Luo Xi, Lin Yanfei, Guo Rongxiao, Gao Xiaorong, Zhang Shangen
IEEE Trans Neural Syst Rehabil Eng. 2023;31:1933-1942. doi: 10.1109/TNSRE.2023.3263502. Epub 2023 Apr 5.
Hybrid brain-computer interfaces (HBCI) combining eye-tracker has attracted the attentions of researchers in target recognition. However, there are still many issues to be addressed in rapid sequence visual presentation (RSVP) tasks, such as the effect of presentation rates and target types on event-related potentials (ERP) and pupillometry, synchronization analysis of electroencephalography (EEG) and eye-tracking, and so on. In this study, the RSVP experiments with three different target types of pictures, words and numbers at the presentation rates of 100 and 200 ms were conducted. EEG data and pupillometry data were synchronously collected from 20 university students. The results of ERP analysis showed that, among three different target types at the presentation rate of 100 ms, the picture P300 component had the largest amplitude and the longest latency. From the 100 ms presentation rates to 200 ms one for the three target types, the P300 amplitudes became smaller, and the P300 latencies became shorter. The results of pupillometry analysis showed that, at the presentation rates of 100 and 200 ms, the pupil dilation of pictures had the smallest amplitude and the shortest latency. At the two presentation rates, no significant differences of pupil size and latency were found for the three target types. For the early pupil dilation within 1000 ms, the picture pupil size was significantly smaller than the other ones, and the picture pupil acceleration had the largest average amplitude and the shortest latency. These pupillometry features within 1000 ms combining with the P300 features could be taken as the effective ones for target classification. Through synchronization analysis of the EEG data and pupillometry data, the effects of target type and presentation rate on ERP and pupil dilation were different. These results could contribute to developing the fusion methods between EEG and eye-tracking, and provide valuable references for the multi-target recognition of hybrid BCI based on eye-tracking.

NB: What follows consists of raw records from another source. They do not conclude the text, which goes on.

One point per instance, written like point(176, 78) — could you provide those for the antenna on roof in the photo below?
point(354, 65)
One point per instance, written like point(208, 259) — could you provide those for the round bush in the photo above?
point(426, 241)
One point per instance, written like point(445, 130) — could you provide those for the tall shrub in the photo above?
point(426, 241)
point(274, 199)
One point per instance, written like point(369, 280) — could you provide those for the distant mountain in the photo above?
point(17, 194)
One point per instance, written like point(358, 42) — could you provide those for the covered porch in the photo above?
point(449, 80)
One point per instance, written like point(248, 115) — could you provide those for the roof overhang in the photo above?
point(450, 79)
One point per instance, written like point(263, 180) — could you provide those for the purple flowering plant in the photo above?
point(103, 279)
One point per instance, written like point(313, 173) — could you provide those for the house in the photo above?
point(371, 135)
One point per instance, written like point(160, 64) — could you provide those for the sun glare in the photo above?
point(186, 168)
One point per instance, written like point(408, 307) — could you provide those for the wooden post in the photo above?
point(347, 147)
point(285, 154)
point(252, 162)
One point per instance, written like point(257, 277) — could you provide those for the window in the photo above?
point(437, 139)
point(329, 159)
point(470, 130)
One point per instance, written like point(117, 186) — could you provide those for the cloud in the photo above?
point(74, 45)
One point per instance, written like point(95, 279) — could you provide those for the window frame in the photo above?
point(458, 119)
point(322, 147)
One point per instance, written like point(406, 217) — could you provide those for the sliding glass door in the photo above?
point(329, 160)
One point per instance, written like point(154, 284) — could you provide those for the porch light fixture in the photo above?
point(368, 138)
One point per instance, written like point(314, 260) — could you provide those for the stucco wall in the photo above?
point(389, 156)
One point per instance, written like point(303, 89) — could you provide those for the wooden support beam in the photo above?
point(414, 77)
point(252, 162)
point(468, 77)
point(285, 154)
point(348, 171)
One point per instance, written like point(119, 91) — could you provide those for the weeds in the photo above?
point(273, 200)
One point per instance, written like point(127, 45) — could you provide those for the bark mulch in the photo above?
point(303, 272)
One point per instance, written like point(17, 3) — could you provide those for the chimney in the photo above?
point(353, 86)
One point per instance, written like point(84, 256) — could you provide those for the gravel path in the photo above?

结合眼动追踪器的混合脑机接口(HBCI)在目标识别方面引起了研究人员的关注。然而,在快速序列视觉呈现(RSVP)任务中仍有许多问题有待解决,例如呈现速率和目标类型对事件相关电位(ERP)和瞳孔测量的影响、脑电图(EEG)与眼动追踪的同步分析等。在本研究中,进行了以100毫秒和200毫秒的呈现速率呈现三种不同目标类型(图片、单词和数字)的RSVP实验。从20名大学生中同步收集了EEG数据和瞳孔测量数据。ERP分析结果表明,在100毫秒的呈现速率下,三种不同目标类型中,图片的P300成分振幅最大、潜伏期最长。对于三种目标类型,从100毫秒的呈现速率到200毫秒的呈现速率,P300振幅变小,P300潜伏期变短。瞳孔测量分析结果表明,在100毫秒和200毫秒的呈现速率下,图片的瞳孔扩张振幅最小、潜伏期最短。在这两种呈现速率下,三种目标类型的瞳孔大小和潜伏期均未发现显著差异。对于1000毫秒内的早期瞳孔扩张,图片的瞳孔大小明显小于其他类型,且图片的瞳孔加速度平均振幅最大、潜伏期最短。1000毫秒内的这些瞳孔测量特征与P300特征可作为目标分类的有效特征。通过对EEG数据和瞳孔测量数据的同步分析,目标类型和呈现速率对ERP和瞳孔扩张的影响不同。这些结果有助于开发EEG与眼动追踪之间的融合方法,并为基于眼动追踪的混合BCI多目标识别提供有价值的参考。